No, he sees it as evidence that they weren’t confrontational enough; they were too focused on their policy agenda, and neglected the necessary work of destroying Clinton:
We suffered from some degree of hubris and acted as if the president was irrelevant and we would roll over him. By the summer of 1995, he was already on the way to being reelected, and we were hanging on for our lives.So this time around they won’t bother much with trying to get actual legislation passed; they’ll focus on the important thing: undermining the man in the White House.
As I look back over the last two years, several things are clearer to me. The Republicans had enough residual power to stop Obama and the Democrats from doing very much. President Obama was correct last night on the Daily Show in touting what he has succeeded in doing. The gradient against him has been focused with a singleness of purpose – thwarting the Democrats in general and Obama in the specific. They succeeded in turning the Left into a bunch of complainers. Obama’s attempts at reconciliation have been interpreted as weakness. And Mitch McConnell and John Boehner have kept their fold in the obstructionist mode the whole way. The "attack ads" are actually indicative of the Republican platform. As McConnell says, that is the Republican platform. The strategy is only political – regaining power. Once they have it, the strategy changes to retaining power.
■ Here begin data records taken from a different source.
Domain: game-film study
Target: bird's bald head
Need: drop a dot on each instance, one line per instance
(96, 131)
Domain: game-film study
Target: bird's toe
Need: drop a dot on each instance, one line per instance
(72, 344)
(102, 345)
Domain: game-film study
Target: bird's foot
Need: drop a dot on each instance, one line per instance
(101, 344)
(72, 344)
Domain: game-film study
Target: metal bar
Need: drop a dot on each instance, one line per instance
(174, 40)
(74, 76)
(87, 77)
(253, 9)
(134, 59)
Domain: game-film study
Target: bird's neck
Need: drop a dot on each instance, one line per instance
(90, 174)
I was thinking last night. As disappointed as I feel in these last two years, I don’t really think the Democrats made a mistake. I think the Left made the mistake. This is no time to measure success by looking at the traditional Liberal Issues and chastising Obama about his failures in bringing them home. This is not the time for federal government to lead those fights. That’s our job. This is a time to reestablish the viability of the Middle Class. If Obama made a mistake, it was in putting Healthcare in front of Financial Reform. Maybe the "Surge" in Afghanistan was a mistake [politically]. But not being more "Liberal" was not a mistake. I don’t know if avoiding a "Truth Commission" on the Invasion of Iraq was a mistake or not. I am too biased to trust my own judgment on that topic.
The single most important thing we want to achieve is to reestablish the Democratic Party as the party of the Middle Class.
Besides the Return of the Constipated Crowd’s policies and politics, it’s going to be pretty awful having to look at those two sour-pusses McConnell and Boehner day in and day out. McConnell looks like your chinless Aunt Minnie minus her knitting and dressed in male drag; and Boehner looks perpetually like he’s got stomach cramps and stayed too long in the tanning booth.
Ad hominem? Yes. Catty? You got it. True? You betcha.